Striped Clothing: Chic Fashion Find with Fascinating History

Striped clothing is especially fashionable and trendy right now. Even when the trend dies, the striped knit top will remain an essential part of creating the classic nautical look.

Striped suits are an upscale conservative look for men’s and women’s professional wear. Stripe shirts and neckties also are business essentials.

It hasn’t always been this way.

The Secret History of Colorful Stripes

The story of colorful stripes, as told by Michael Pastoreau in The Devil’s Cloth: A History of Stripes (2003, Washington Square Press, Jody Gladding, trans.), tells how striped clothing made a remarkable turn-around in public opinion.

People hated stripes in the Middle Ages.
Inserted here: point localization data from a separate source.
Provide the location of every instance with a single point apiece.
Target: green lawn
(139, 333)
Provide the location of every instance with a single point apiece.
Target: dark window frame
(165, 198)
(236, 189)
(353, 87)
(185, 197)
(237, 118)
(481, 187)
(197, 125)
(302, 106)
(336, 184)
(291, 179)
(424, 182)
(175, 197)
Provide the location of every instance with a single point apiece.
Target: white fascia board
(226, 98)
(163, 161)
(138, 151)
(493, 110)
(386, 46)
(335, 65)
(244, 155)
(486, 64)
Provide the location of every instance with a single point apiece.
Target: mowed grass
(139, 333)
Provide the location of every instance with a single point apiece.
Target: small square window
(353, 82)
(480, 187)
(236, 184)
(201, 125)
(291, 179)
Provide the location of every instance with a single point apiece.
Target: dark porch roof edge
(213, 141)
Colorful stripes were confusing because they couldn’t tell the figure from the ground. God’s world was orderly, so stripes were attributed to the devil.
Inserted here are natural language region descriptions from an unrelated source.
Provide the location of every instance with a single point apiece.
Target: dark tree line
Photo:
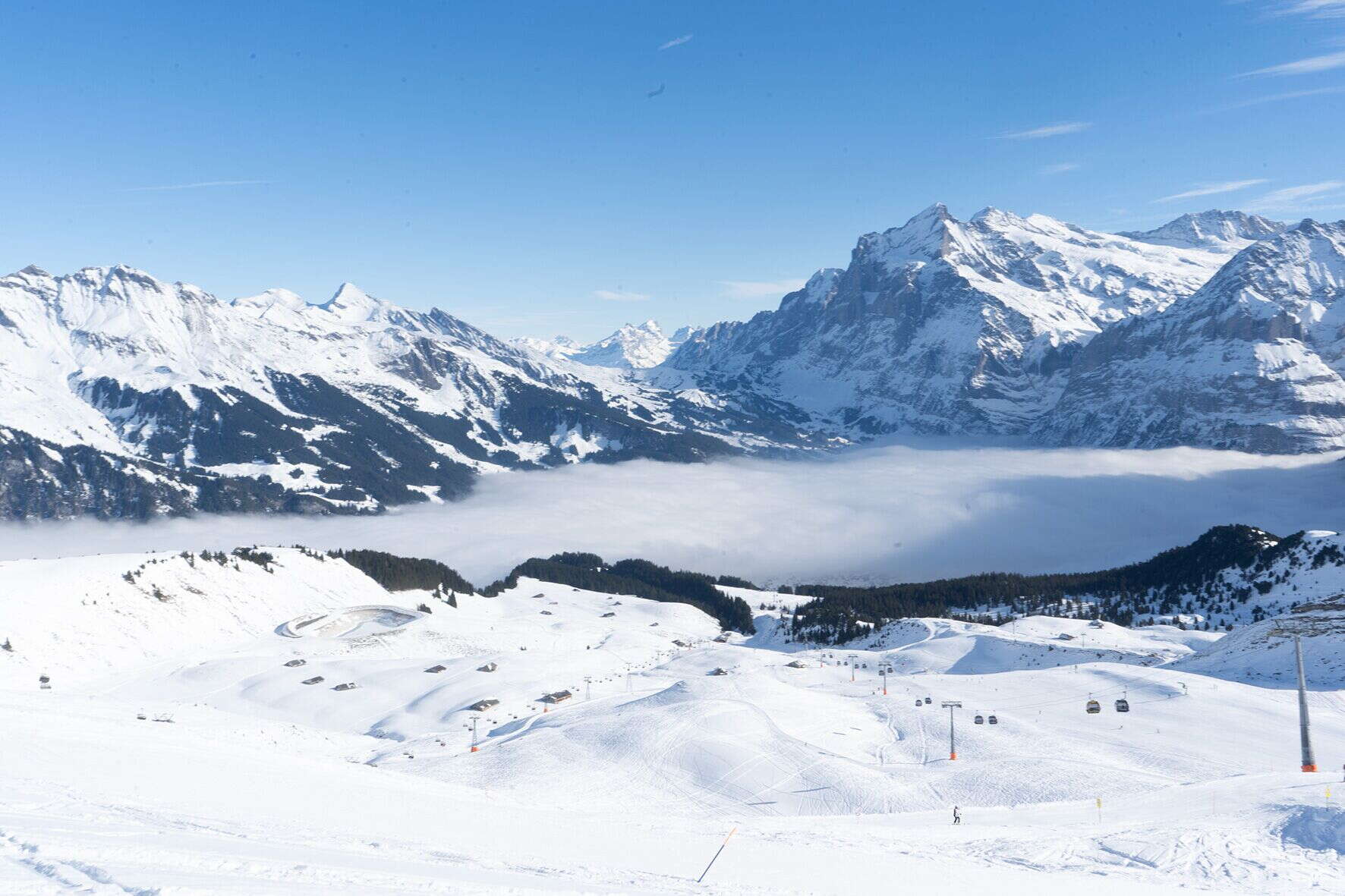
(1154, 586)
(404, 574)
(638, 577)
Only Social Outcasts Wore Stripes

This visual confusion was such a big deal; striped clothing was worn only by prisoners, whores, itinerant actors and clowns, and penniless penitents in a few religious orders.

Pastoreau spends a good deal of the book explaining all the peculiarities of this point of view.
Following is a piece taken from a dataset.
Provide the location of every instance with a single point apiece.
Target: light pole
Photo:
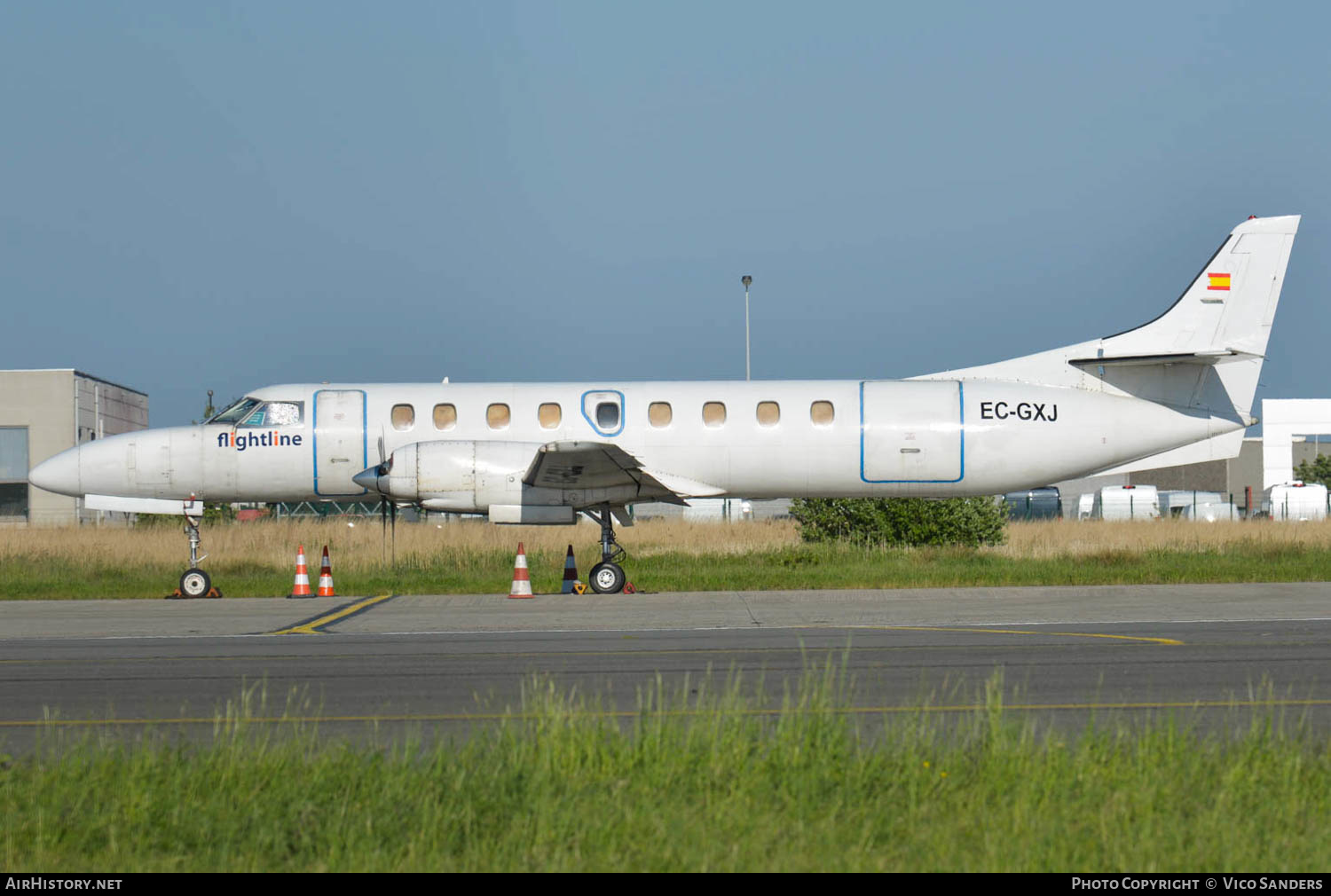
(745, 279)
How Striped Garments Became Chic

Stripes were not very easy to weave, either, before technology. We see in very old fabrics that handcrafted textiles do not have the perfect warp and woof of modern, machine-woven cloth.

Then the Enlightenment put a whole different spin on stripes. No one expected a small band of poorly-clad colonial upstarts to defeat the British Army at a time when Britannia ruled the waves?

It was so unexpected, Pastoreau declares:

“Everything changes in 1775. In one decade, the decade of the American revolution, the stripe, still rare and exotic a generation earlier, begins to invade the world of clothing, textiles, emblems, and decor. This is the beginning of the romantic and revolutionary stripe, born in the New World, but which is going to find the soil of old Europe particularly fertile ground. In fact, it is the beginning of a very widespread phenomenon that will last more than half a century, involving all social classes and profoundly transforming the visual and cultural status of stripes and striped surfaces.” (p. 45)

How Wearing Stripes Became a Political Statement

Wearing striped clothing becomes a way to express support for a movement toward freedom. At first, people alternate two colors. Once the French Revolution tri-color comes into the picture, people experiment with three or more colors.

Technology took the drudgery out of weaving perfectly straight lines, and stripes proliferated.

Stripes Can Denote Rank or Family

Striped clothing and flags began to be used in Asia, Africa, and South America, where colored “bands allow for distinguishing ethnicities, class and familial groups.”

Red, white, and blue stripes came to influence flags around the world. Colorful stripes were used for tents because they seemed to be at once exotic and playful.

Why the First Bathingsuits Were Striped

There is another turning point in the history of striped clothing. Pastoreau notes, “Over the course of the decades, the seaside stripe, having become the stripe of vacations and summer, no longer has only to do with sailors’ clothes and bathers’ health. It has taken over the world of leisure, of games and sports, of childhood and youth. From being healthy, fashionable, and maritime, it has become playful, athletic, and happy” (p.74).

Indeed, there is something perennially chic and ship-shape about the colorful stripes for the knit top with blue, red, or some other bold color alternating with white.

“The presence of white seems to confer on them [striped leisure garments] a quality of unfailing neatness and freshness,” he asserts (p. 73).

Pastorneau argues that stripes still retain, in certain uses, that old aura of the person who is outside mainstream and polite society.

Are Stripes Still A Little Naughty?

He writes, “the ‘rogue’ stripe of the 1900s is still very much present today in advertising, comic strips, and cartoons. A simple horizontally striped jersey is enough to present a dirty street urchin, a thug, a gangster, or some other character who is disquieting but not necessarily a full-fledged criminal” (p. 83).

But he is French, and I am not completely persuaded. By contrast, the pinstripe suit and striped tie suggest professionalism, often at a high level in the legal, banking, or investment areas.

Stripes Create Order

I agree with this conclusion: “Displayed on human bodies, stripes fulfill these same functions: to signal, to classify, to check, to establish a hierarchy . . . The stripe is always an instrument of social taxonomy, and it places individuals into groups, and those groups into the whole of society” (p. 89).

Striped clothing suggests humans are trying to impose order on reality; Pastorneau argues, in the same way, that the hoe, the rake, and the plow making straight furrow creating order out of chaotic nature.